Exosomes are 40- to 100-nm membrane-bound small vesicles that carry a great variety of cellular cargoes including proteins, DNA, messenger RNAs (mRNAs), and microRNAs (miRNAs). These nanovesicles are detected in various biological fluids such as serum, urine, saliva, and seminal fluids. Exosomes serve as key mediators in intercellular communication by facilitating the transfer and exchange of cellular components from cells to cells. They contain various pathogenic factors whereby their adverse effects have been implicated in multiple viral infections and cancers. Interestingly, accumulating evidences showed that exosomes derived from tumour viruses or oncoviruses, exacerbate virus-associated cancers by remodelling the tumour microenvironment. Researchers from Sunway University summarize the contributing factors of Epstein-Barr virus (EBV) products-containing exosomes in viral pathogenesis and their potential implications in EBV-driven malignancies. Understanding the biological role of these exosomes in the disease would undoubtedly boost the development of a more comprehensive strategy to combat EBV-associated cancers and to better predict the therapeutic outcomes. Furthermore, the researchers also highlight the potentials and challenges of EBV products-containing exosomes being employed as diagnostic markers and therapeutic targets for EBV-related cancers.
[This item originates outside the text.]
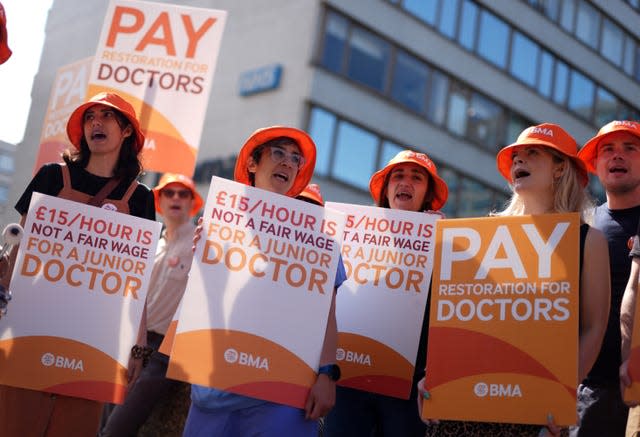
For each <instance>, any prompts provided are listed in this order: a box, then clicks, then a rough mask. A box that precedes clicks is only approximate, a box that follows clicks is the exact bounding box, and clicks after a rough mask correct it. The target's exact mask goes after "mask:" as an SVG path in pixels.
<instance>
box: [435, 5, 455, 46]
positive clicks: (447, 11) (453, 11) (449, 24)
mask: <svg viewBox="0 0 640 437" xmlns="http://www.w3.org/2000/svg"><path fill="white" fill-rule="evenodd" d="M459 7H460V0H446V1H443V2H442V3H441V8H440V22H439V23H438V30H439V31H440V33H442V34H443V35H445V36H448V37H449V38H451V39H454V38H455V36H456V22H457V20H458V10H459Z"/></svg>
Schematic diagram showing the EBV-related pathogenic factors that contributes
to cancer pathogenesis via exosomal pathway.
Internal vesicles or multivesicular bodies (MVBs) are formed by the inward budding of cellular compartments. The cargo is packaged into intraluminal vesicle (ILVs) within MVBs. The MVBs contain a wide range of pathogenic factors depending on the producer cell. The MVBs either fuse with lysosomes to degrade MVB contents or fuse with cell membrane to release exosomes. The exosomes enter the recipient cell via caveolae-mediated endocytosis and the pathogenic contents are implicated in the EBV-associated cancer pathogenesis.